2019.08.31
# 格差

日本人は知らない、いま世界中で広がる「強制労働」の悲しい現実

「対岸の火事」では済まされない
夫馬 賢治 プロフィール

「ラナ・プラザ崩落事故」の教訓

アパレル産業での「劣悪労働」問題は、いまに始まったことではない。20年前には、東南アジアのナイキの下請スニーカー工場で、労働者が悲惨な環境で働いていたことが発覚し、世界的な不買運動につながった。

今でも、インドやバングラデシュでの縫製工場では、安全性が確保されていない労働現場で、長時間低賃金労働されていることが横行している。

その中でも近年大きな注目を集めたのは、2013年4月にバングラデシュの首都ダッカ近郊で発生した「ラナ・プラザ崩落事故」だ。

photo by iStock

商業施設ビルだった「ラナ・プラザ」には当時、多くの縫製工場が入居しており、欧米や日本企業ブランドの洋服を数多く生産していた。およそ4,000人が働いていたビルが突如、崩壊。死者1,130人以上、負傷者2,500人以上、500人以上が行方不明という史上最悪の事故となった。

ビルは8階建てだったが、5階以上は違法増築。そこで数千台のミシンが動いていた。さらに、事故前日には、ビル壁の亀裂が指摘され使用中止の意見も出たが、ビルオーナーは無視を貫いた。こうして、巨大な労働災害事件が起きてしまった。

 

「ラナ・プラザ崩落事故」を機に、劣悪労働問題は「人権問題」と言われるようになってきた。ちょうど直前の2011年には、国連人権理事会で、「国連ビジネスと人権に関する指導原則(UNGP)」が採択されたばかりだった。

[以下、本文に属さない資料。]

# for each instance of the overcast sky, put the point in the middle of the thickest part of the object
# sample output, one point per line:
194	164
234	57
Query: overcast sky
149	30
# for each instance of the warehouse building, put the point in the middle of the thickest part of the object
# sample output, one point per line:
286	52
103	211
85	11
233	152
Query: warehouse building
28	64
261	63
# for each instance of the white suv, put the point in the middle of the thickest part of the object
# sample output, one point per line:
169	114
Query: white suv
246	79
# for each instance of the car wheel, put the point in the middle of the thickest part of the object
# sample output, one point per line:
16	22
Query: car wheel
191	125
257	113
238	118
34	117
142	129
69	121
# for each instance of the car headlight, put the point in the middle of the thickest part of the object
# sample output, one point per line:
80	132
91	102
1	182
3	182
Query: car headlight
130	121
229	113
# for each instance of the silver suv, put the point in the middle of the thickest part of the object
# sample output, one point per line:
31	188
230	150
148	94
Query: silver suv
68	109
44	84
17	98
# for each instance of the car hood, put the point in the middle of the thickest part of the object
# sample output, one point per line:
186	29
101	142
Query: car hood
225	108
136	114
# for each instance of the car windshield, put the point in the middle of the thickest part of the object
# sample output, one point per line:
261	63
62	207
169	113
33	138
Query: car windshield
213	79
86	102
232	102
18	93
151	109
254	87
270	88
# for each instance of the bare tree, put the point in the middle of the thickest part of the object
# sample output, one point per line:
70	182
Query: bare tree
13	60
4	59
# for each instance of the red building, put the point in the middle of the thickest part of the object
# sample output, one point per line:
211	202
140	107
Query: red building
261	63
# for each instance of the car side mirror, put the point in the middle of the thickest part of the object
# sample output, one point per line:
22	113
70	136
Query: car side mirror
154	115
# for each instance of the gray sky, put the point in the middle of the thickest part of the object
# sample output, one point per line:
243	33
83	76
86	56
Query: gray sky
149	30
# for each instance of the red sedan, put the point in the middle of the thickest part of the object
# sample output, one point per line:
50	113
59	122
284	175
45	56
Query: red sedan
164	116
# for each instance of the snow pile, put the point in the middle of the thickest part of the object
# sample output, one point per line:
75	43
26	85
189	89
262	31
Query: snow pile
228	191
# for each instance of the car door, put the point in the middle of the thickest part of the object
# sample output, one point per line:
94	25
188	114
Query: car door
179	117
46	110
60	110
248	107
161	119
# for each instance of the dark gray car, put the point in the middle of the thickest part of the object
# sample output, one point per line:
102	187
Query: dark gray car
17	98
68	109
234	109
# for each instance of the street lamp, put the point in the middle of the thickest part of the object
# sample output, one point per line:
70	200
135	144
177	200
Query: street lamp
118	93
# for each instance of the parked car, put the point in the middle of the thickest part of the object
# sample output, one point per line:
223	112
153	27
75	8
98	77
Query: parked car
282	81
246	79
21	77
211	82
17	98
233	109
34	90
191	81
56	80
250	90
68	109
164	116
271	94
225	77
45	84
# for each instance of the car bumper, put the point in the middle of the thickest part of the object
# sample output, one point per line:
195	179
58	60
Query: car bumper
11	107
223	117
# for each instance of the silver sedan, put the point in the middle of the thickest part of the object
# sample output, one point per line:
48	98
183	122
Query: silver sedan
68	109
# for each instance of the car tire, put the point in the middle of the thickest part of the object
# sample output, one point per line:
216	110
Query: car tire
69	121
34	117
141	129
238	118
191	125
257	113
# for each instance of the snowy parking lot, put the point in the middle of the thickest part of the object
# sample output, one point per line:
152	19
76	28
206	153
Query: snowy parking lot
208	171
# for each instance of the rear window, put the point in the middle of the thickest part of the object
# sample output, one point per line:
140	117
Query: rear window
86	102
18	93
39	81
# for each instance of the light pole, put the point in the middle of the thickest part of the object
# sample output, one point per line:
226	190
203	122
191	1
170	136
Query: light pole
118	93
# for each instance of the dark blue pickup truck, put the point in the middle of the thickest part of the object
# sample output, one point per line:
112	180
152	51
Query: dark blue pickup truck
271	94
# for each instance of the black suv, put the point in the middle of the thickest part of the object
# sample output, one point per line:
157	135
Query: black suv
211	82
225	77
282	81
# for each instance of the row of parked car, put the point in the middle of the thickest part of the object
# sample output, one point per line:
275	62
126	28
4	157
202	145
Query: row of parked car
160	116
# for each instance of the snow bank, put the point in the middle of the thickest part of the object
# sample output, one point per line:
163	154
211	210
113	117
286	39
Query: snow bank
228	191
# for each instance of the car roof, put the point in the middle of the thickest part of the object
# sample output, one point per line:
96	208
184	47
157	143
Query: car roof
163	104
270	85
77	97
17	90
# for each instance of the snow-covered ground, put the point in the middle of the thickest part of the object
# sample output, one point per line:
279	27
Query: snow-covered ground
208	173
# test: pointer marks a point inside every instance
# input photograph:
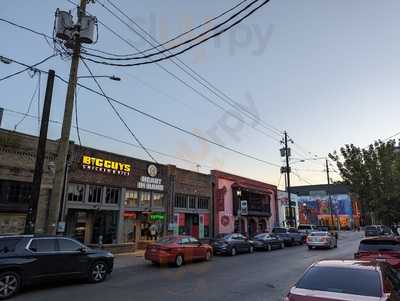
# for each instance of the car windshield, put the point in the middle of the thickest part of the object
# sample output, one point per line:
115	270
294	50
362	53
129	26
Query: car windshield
261	236
319	234
379	245
341	280
279	230
167	240
7	245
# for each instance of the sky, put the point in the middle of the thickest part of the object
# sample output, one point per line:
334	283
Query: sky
325	71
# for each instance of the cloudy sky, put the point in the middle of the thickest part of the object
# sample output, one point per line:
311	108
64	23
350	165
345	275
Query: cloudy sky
325	71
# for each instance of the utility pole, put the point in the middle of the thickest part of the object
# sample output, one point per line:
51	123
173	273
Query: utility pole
287	170
40	155
329	191
63	146
1	115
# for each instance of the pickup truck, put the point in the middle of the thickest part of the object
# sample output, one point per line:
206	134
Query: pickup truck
290	236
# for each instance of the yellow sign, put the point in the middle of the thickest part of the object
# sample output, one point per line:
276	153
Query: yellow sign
106	166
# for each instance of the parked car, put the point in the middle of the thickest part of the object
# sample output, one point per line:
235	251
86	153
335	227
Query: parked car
306	229
321	240
378	230
27	259
268	242
347	280
380	249
232	244
290	236
178	249
332	230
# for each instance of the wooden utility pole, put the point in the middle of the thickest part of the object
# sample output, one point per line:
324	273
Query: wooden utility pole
63	146
287	155
40	155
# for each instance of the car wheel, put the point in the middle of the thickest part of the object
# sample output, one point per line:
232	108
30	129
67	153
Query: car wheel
178	261
10	283
251	249
98	272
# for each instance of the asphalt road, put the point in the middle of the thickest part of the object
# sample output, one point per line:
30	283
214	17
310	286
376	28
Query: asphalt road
260	276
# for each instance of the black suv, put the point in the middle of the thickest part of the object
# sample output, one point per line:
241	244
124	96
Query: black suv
26	259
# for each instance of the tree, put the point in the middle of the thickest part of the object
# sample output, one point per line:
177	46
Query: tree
373	173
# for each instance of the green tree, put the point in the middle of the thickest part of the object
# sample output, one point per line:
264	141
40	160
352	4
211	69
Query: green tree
373	173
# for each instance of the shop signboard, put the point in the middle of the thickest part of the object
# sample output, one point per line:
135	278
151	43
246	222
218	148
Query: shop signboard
150	183
157	216
243	207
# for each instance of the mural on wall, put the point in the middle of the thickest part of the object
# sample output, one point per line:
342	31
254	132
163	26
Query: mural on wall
315	209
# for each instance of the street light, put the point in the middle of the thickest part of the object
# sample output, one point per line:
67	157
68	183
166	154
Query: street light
113	77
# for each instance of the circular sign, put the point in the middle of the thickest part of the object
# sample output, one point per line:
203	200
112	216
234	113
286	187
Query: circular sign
225	220
152	170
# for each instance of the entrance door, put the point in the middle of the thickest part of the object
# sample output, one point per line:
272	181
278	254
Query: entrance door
251	227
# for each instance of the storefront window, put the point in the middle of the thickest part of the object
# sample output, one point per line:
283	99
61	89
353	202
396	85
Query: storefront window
131	198
15	192
95	193
157	200
203	203
145	198
180	201
76	193
192	202
112	195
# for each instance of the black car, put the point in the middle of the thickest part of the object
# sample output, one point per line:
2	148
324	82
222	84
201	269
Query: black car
232	244
27	259
268	242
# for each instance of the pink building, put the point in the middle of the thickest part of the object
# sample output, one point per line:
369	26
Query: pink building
229	191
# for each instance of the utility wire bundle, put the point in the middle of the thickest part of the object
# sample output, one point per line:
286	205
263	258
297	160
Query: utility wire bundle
144	57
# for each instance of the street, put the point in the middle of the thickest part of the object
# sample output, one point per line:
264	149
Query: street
258	276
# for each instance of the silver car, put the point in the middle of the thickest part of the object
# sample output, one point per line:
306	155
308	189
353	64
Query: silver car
321	239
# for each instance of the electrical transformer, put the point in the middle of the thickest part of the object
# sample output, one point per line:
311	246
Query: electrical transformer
64	25
88	25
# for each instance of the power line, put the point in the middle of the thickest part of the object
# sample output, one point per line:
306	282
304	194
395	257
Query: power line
187	41
176	37
117	113
208	99
184	50
225	98
32	67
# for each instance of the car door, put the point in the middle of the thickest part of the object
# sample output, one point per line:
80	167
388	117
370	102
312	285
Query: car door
74	256
46	262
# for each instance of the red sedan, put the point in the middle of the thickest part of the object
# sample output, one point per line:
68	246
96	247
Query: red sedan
347	280
384	249
178	250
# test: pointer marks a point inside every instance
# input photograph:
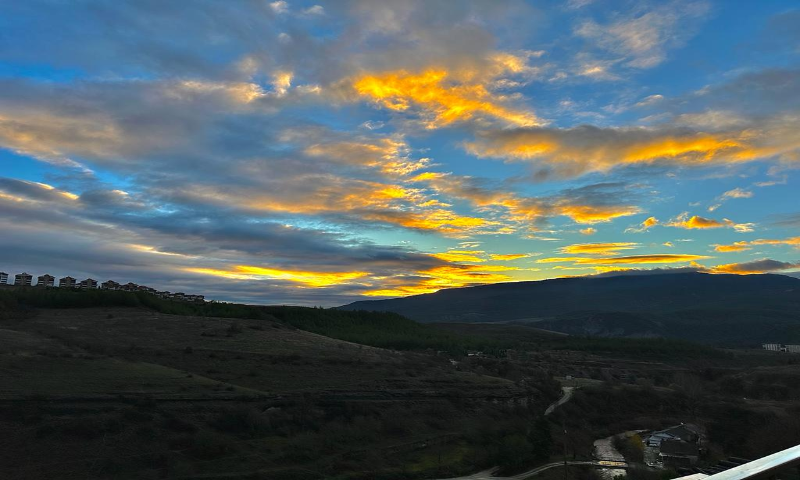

そこには労働基準を整備する政府だけでなく、企業にも事業を通じた人権侵害を防止する責任があると定められており、ラナ・プラザ崩落事故以降、急速に企業にとって「人権」という言葉が浸透していくこととなった。

2015年には、イギリスでは「現代奴隷法」というショッキングな名称の法律も制定され、英国に事業所のある大企業には、サプライチェーン上での人権侵害を防ぐ法的義務が制定。その後、フランス、オランダ、オーストラリア、米カリフォルニア州でも同様の法整備がされていくことなる。

これら労働分野の人権法が対象にしているのは、「強制労働」と呼ばれる行為だ。